Supplementary Material for: Disrupted Circadian Control of Hormonal Rhythms and Anticipatory Thirst by Dim Light at Night

Aims: Our study addresses underlying mechanisms of disruption of the circadian timing system by low-intensity artificial light at night (ALAN), which is a growing global problem, associated with serious health consequences. Methods: Rats were exposed to low-intensity (~2 lx) ALAN for 2 weeks. Using in situ hybridization, we assessed 24-h profiles of clock and clock-controlled genes in the suprachiasmatic nuclei (SCN) and other hypothalamic regions, which receive input from the master clock. Moreover, we measured daily rhythms of hormones within the main neuroendocrine axes as well as the detailed daily pattern of feeding and drinking behavior in metabolic cages. Results: ALAN strongly suppressed the molecular clockwork in the SCN, as indicated by the suppressed rhythmicity in the clock (Per1, Per2 and Nr1d1) and clock output (arginine vasopressin) genes. ALAN disturbed rhythmic Per1 expression in the paraventricular and dorsomedial hypothalamic nuclei, which convey the circadian signals from the master clock to endocrine and behavioral rhythms. Disruption of hormonal output pathways was manifested by the suppressed and phase-advanced corticosterone rhythm and lost daily variations in plasma melatonin, testosterone, and vasopressin. Importantly, ALAN altered the daily profile in food and water intake and eliminated the clock-controlled surge of drinking two hours prior to the onset of the rest period, indicating disturbed circadian control of anticipatory thirst and fluid balance during sleep. Conclusion: Our findings highlight compromised time-keeping function of the central clock and multiple circadian outputs, through which ALAN disturbs the temporal organization of physiology and behavior.

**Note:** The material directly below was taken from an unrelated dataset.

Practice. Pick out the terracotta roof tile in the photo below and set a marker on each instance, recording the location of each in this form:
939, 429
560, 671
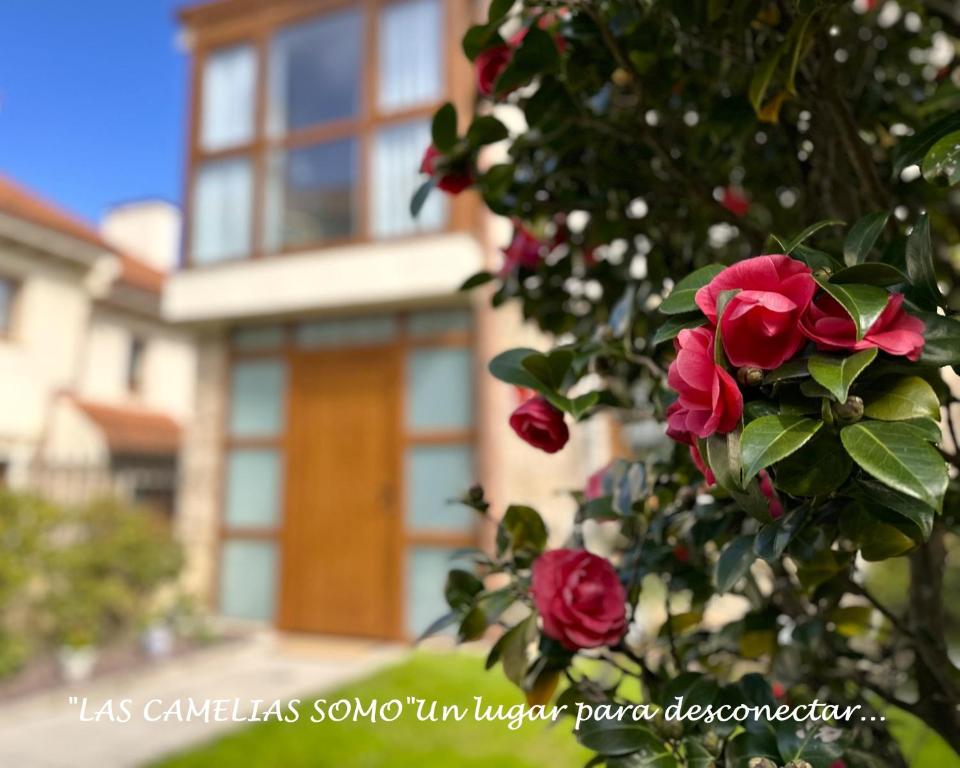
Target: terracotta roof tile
134, 430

研究目标：本研究旨在阐明夜间低强度人工光（ALAN, artificial light at night）对昼夜节律计时系统的干扰机制。该问题已成为日益严峻的全球性问题，并可引发严重健康危害。 实验方法：将大鼠暴露于强度约2勒克斯（lx）的夜间人工光环境中，持续2周。采用原位杂交技术（in situ hybridization），我们检测了视交叉上核（SCN, suprachiasmatic nuclei）及其他接收主时钟信号输入的下丘脑区域内，时钟基因与时钟调控基因的24小时表达谱。此外，我们通过代谢笼检测了主要神经内分泌轴内激素的日节律，以及摄食与饮水行为的详细每日模式。 实验结果：夜间人工光显著抑制视交叉上核内的分子生物钟运作，这一效应体现为时钟基因（Per1、Per2与Nr1d1）及时钟输出基因（精氨酸加压素（arginine vasopressin））的节律性表达被抑制。夜间人工光还干扰了室旁核与背内侧下丘脑核内Per1基因的节律性表达，而这两个核团负责将主时钟的昼夜节律信号传递至内分泌与行为节律通路。内分泌输出通路的紊乱表现为皮质酮节律被抑制且时相提前，血浆中褪黑素、睾酮与精氨酸加压素的日波动完全消失。尤为重要的是，夜间人工光改变了摄食与饮水的每日模式，并消除了休息期开始前2小时由时钟调控的饮水激增现象，表明睡眠期间预见性口渴与体液平衡的昼夜调控受到破坏。 研究结论：本研究结果表明，夜间人工光会损害中枢时钟的计时功能以及多条昼夜节律输出通路，进而干扰生理与行为的时间组织模式。